Phil Goff. Photo credit: The AM Show

Auckland Council says it is facing a $550 million shortfall in the next financial year thanks to COVID-19.

About 60 percent of the council's income comes from sources other than rates, and those sources dried up over the past couple of months as the country went into lockdown.

"The majority of our revenue comes from non-rates sources like recreation facilities, transport, concerts, and dividends from council assets," Mayor Phil Goff said on Friday.

"We are forecasting a shortfall of $30 million in revenue just from community facilities, pools and leisure centres over the next year. We've already seen a shortfall of $1.1 million in revenue from the zoo in April, and expect another $5 million over the next year.

"Overall, Auckland Council is forecast to have more than half a billion dollars less income as a result of COVID-19. The reality is, we have less money coming in, so we have less money that we can spend on the city and less money to deliver the essential services that Aucklanders rely on."

Auckland Council in 2019 took in almost $4 billion in revenue. Only $1.6 billion of this came from rates. Losing $550 million would be an almost 14 percent cut in its income.

The council has been under pressure not to increase rates to cover increasing costs and inflation, but Goff has stood firm. He's recently said he's open to a lower increase than planned - 2.5 percent perhaps - and on Thursday the council agreed to set up a deferred payment scheme for financially struggling businesses and households.

"That's the right thing to do, but it means council may suffer a shortfall of  around $65 million worth of rates income in the time that it would normally be available to support the funding of services and facilities like libraries, leisure centres and parks," said Goff.

"All of this adds up to a huge challenge for Auckland.

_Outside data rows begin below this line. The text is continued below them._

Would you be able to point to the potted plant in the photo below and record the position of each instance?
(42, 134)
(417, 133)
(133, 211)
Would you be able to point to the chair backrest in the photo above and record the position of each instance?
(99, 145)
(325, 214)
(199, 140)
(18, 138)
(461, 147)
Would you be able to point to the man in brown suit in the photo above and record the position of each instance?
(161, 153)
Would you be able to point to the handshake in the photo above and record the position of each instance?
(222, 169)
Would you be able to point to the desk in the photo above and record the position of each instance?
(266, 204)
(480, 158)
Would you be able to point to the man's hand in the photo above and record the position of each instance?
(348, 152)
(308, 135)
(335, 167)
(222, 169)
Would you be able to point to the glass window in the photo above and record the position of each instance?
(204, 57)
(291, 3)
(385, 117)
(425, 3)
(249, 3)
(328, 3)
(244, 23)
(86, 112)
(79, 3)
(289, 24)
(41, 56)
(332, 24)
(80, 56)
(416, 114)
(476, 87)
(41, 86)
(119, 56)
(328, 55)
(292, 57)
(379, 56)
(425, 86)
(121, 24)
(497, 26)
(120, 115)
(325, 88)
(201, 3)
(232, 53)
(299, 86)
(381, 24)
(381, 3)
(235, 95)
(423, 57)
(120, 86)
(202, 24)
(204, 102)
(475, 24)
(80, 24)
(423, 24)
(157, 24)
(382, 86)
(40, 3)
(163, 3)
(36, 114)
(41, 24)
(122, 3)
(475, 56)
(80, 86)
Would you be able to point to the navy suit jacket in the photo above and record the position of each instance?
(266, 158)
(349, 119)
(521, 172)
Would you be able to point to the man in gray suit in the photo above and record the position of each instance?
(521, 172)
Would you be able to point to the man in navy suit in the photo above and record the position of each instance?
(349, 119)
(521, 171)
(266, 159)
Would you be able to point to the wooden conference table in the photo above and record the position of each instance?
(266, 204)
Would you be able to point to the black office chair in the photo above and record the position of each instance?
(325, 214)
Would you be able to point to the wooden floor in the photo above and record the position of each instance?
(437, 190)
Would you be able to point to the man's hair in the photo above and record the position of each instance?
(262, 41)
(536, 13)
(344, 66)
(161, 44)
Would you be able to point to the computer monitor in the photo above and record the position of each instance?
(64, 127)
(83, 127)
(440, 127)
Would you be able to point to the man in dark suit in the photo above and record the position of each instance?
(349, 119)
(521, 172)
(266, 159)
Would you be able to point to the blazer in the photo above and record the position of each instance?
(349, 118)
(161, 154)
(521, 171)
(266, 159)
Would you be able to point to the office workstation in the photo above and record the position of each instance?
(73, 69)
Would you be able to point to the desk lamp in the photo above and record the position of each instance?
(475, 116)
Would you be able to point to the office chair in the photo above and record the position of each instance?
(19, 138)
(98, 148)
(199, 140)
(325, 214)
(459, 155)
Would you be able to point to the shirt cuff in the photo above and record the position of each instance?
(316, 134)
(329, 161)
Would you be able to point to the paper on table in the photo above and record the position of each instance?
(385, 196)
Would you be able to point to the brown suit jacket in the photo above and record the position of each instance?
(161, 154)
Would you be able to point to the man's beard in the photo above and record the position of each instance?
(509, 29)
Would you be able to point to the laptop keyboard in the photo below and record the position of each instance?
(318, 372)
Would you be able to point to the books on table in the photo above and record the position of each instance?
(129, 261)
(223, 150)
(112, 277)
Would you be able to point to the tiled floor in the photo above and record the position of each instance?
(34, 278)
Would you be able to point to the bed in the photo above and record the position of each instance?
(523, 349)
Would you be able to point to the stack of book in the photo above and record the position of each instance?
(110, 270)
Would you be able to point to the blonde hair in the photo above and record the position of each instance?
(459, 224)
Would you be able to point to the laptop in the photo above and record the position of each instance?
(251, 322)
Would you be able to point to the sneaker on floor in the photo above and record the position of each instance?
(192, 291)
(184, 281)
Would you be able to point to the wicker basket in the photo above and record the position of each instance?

As a city and a council, we will have to make difficult decisions to reduce costs while ensuring we can continue to deliver key services and invest in critical infrastructure the city needs and which boosts jobs and economic recovery."

The council has asked staff to take voluntary pay cuts, and is looking for way to cut operational and capital spending. Operational spending took up about $3 billion in 2019, the rest going on capital.

"It won't be easy and we will need to make some tough choices in the coming weeks as part of our emergency budget. But I'm confident that together we can get through this and recover stronger as a city," said Goff.

In a memo leaked to NZME, council chief executive Stephen Town said he expected "a reduction in permanent employees". Auckland Council has 12,000 full- and part-time staff.